The company announced on Friday that the arm - CfC Life Assurance Ltd and Heritage Insurance Company Ltd (Kenya and Tanzania) - has been transferred to a new holding company, CfC Insurance Holdings Ltd (CfCIH), in readiness for listing by way of introduction.
“All factors remaining constant, we expect to list CfC Insurance Holdings Ltd by way of introduction at the NSE in the first half of next (this) year,” CfC Stanbic Holdings managing director Kitili Mbathi said when he first announced the process in December 2009.
The separate listing of the insurance firm which will see a new company joining the bourse since the Safaricom initial public offering, opens a window of opportunity for shareholders to increase or divest from the business. “It will give our shareholders the flexibility to decide which sector to increase or reduce their level of involvement,” Mr Mbathi, who is also the Standard Bank Group East Africa regional MD, said last year.
This is important given that CfC Stanbic Holdings recorded a 46 per cent decline in pre-tax profit in 2009 because of rising costs and a poor showing of the insurance business which hit its performance. The firm’s profit declined to Sh709 million from Sh1.3 billion in 2008 largely fuelled by a bear stock market and the purchase of a new core banking system last year.
The group holds a 60 per cent stake in CfC Stanbic Holdings, which is listed at the NSE and was formed following the merger of CfC Bank Ltd and Stanbic Bank Ltd.
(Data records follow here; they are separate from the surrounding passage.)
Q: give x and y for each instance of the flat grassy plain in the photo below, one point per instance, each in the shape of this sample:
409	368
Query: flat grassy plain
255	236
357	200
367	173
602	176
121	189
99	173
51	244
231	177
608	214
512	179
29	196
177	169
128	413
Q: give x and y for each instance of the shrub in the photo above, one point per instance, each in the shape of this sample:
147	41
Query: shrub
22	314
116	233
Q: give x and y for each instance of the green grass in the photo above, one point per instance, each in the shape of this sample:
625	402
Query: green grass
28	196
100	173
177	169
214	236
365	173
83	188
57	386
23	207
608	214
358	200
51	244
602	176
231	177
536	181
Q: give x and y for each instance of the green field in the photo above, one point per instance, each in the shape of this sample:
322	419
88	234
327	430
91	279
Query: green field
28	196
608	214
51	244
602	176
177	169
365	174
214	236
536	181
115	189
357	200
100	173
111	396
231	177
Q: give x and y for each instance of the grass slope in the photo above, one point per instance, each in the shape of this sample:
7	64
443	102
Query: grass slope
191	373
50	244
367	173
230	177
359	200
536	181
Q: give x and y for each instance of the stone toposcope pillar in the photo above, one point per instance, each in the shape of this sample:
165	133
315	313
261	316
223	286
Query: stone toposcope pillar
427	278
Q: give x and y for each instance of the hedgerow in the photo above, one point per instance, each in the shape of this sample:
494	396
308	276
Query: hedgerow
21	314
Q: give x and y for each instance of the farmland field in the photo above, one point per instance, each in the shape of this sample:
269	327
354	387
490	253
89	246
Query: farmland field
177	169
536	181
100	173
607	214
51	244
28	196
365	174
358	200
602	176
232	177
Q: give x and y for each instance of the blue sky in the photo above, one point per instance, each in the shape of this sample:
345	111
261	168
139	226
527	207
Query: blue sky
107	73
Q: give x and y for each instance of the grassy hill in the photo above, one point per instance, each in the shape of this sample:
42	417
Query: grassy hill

Besides the insurers, it also owns CfC Stanbic Bank Ltd, CfC Stanbic Financial Services Ltd and Stanbic Investment Management Services (East Africa) Ltd.
Also, under the ongoing complex four-step transaction, South Africa’s Liberty Insurance will enter the local market. “Subject to shareholder and regulatory approvals (in Kenya and South Africa)…Liberty will become the controlling shareholder and core strategic investor in CfCIH with a 56.82 per cent shareholding,” Mr Mbathi, said in an advertisement in sections of the media on Friday.
Kenyan shareholders will hold a 46 per cent stake. In exchange for acquiring the majority stake, the South African insurer will inject Sh880 million into the business to bolster its capital and reduce the level of debts remaining to a sustainable level. Incidentally, Liberty, South Africa’s third largest insurance company is a subsidiary of the Johannesburg headquartered Standard Bank Group, which holds a 53.7 per cent stake.